Taken together, the Obodo crude success, the rig acquisition, and the TotalEnergies transaction, these moves materially expand Conoil’s enterprise value. While private company valuations remain opaque, upstream assets with proven production, infrastructure control, and international partnerships typically command significant multiple expansion. For Adenuga, all of these represents a stabilising and appreciating pillar of wealth.

As The Boss Newspapers honours Mike Adenuga as Boss of the Year 2025, the recognition lands at a moment when his oil ambitions are no longer peripheral to his legacy.
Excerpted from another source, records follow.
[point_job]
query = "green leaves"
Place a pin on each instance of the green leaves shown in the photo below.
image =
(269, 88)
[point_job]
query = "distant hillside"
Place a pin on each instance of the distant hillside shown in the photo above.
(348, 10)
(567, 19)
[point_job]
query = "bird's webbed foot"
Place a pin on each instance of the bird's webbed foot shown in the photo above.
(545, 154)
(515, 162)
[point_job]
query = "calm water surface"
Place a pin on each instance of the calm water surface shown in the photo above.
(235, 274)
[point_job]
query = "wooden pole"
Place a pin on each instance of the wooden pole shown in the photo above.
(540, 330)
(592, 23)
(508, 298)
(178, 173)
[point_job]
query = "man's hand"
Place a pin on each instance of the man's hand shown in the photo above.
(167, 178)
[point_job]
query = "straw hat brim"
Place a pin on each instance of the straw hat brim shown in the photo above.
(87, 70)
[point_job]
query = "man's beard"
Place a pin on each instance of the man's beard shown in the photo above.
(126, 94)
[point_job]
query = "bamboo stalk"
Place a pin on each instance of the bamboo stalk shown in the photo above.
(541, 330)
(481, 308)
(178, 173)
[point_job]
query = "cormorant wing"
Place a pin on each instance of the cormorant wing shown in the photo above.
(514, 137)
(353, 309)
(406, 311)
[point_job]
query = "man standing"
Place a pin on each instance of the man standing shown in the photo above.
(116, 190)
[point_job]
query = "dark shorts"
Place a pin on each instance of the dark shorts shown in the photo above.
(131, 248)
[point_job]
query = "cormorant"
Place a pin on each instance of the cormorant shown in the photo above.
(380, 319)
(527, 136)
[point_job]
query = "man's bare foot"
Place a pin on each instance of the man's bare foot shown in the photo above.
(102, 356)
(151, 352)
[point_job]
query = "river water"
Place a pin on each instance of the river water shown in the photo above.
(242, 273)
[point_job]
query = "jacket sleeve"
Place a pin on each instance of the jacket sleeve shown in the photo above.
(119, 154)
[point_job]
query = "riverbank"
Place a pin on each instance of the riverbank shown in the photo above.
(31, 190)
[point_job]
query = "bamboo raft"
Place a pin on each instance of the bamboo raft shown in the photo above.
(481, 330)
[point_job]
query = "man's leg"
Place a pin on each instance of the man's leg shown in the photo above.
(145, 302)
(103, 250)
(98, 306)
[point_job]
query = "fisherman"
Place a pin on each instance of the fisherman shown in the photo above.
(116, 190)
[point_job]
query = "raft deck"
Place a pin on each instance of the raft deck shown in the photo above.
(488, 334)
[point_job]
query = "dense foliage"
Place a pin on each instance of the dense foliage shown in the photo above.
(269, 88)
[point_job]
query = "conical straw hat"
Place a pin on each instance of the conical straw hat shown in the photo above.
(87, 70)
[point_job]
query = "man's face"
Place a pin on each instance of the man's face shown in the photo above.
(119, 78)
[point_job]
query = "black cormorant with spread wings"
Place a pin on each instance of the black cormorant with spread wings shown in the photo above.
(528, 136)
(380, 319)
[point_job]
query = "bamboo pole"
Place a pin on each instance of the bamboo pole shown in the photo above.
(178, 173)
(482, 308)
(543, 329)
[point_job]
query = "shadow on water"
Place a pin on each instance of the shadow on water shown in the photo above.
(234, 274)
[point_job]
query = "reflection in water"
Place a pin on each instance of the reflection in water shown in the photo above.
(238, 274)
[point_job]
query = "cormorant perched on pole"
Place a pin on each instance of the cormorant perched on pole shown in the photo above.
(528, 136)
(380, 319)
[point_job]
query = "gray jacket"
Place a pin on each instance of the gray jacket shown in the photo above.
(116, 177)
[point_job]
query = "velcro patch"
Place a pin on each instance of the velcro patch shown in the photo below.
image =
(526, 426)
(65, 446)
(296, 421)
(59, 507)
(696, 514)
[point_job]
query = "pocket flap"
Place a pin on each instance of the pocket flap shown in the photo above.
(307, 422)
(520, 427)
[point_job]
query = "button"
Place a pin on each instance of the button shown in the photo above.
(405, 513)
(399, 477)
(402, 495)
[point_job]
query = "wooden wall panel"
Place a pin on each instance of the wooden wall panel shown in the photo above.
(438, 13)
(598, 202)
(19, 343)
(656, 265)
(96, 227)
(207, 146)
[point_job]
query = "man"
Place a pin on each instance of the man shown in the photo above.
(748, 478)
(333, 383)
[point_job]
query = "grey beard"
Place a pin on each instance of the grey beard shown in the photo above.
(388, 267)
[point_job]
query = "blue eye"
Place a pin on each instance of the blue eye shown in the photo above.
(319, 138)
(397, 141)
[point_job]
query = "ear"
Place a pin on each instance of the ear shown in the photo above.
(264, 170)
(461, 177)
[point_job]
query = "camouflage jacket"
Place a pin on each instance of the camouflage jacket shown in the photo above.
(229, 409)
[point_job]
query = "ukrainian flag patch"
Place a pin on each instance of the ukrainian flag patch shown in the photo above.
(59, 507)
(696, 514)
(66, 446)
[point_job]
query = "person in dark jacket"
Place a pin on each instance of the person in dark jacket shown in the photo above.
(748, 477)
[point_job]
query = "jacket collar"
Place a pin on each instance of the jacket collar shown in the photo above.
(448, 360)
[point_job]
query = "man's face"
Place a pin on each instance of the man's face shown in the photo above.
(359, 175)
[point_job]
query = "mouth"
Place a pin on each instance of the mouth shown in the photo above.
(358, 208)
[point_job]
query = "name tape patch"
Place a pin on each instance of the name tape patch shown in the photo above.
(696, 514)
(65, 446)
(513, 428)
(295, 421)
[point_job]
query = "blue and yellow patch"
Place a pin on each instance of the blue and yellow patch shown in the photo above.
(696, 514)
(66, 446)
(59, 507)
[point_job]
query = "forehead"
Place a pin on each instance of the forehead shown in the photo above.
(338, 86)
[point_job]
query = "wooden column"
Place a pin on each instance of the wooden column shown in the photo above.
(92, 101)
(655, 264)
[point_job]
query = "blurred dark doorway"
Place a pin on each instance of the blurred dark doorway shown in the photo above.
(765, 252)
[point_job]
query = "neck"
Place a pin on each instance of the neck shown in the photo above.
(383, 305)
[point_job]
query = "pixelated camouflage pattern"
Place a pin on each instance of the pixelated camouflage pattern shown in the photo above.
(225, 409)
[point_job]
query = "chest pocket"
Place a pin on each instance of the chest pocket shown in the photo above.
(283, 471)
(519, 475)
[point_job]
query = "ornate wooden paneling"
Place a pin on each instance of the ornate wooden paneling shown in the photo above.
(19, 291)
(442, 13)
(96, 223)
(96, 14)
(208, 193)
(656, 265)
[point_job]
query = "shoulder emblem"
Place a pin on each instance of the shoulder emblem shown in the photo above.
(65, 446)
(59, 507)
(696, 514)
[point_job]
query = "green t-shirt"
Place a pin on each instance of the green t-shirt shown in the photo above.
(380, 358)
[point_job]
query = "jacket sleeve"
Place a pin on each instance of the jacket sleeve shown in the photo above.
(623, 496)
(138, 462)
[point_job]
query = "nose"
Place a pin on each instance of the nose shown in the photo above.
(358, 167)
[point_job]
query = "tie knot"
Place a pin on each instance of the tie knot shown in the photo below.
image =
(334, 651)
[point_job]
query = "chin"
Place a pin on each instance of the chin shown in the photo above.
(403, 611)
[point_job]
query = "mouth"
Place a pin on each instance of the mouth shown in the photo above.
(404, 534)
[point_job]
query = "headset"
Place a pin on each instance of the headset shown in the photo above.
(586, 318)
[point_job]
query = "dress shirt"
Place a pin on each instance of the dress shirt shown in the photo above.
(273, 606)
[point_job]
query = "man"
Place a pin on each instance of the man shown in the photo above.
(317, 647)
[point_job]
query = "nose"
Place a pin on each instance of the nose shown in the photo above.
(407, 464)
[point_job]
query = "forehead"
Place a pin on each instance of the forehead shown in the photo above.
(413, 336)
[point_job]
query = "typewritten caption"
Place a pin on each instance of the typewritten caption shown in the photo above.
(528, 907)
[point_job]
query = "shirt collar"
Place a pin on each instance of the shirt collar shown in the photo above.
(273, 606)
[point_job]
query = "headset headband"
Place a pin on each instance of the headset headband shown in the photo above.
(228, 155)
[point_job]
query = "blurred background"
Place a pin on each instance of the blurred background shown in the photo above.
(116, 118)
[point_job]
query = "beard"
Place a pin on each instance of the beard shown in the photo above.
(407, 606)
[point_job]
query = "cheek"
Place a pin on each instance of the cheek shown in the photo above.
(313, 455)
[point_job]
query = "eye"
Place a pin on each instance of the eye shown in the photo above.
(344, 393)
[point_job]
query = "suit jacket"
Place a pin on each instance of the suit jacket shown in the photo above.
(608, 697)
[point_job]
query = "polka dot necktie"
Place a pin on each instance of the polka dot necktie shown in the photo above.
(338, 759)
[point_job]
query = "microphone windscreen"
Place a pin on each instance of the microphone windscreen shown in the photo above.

They are central. In Obodo crude, in steel rigs, and in carefully negotiated partnerships, Adenuga is shaping a version of Nigerian capitalism that privileges patience, scale, and execution over spectacle.

In the end, the most powerful statement of wealth is not net worth rankings or headlines. It is the ability to convert strategy into assets, assets into production, and production into national relevance. On that score, the Conoil–TotalEnergies deal may well stand as one of the most consequential chapters in Mike Adenuga’s business story and in Nigeria’s evolving oil future.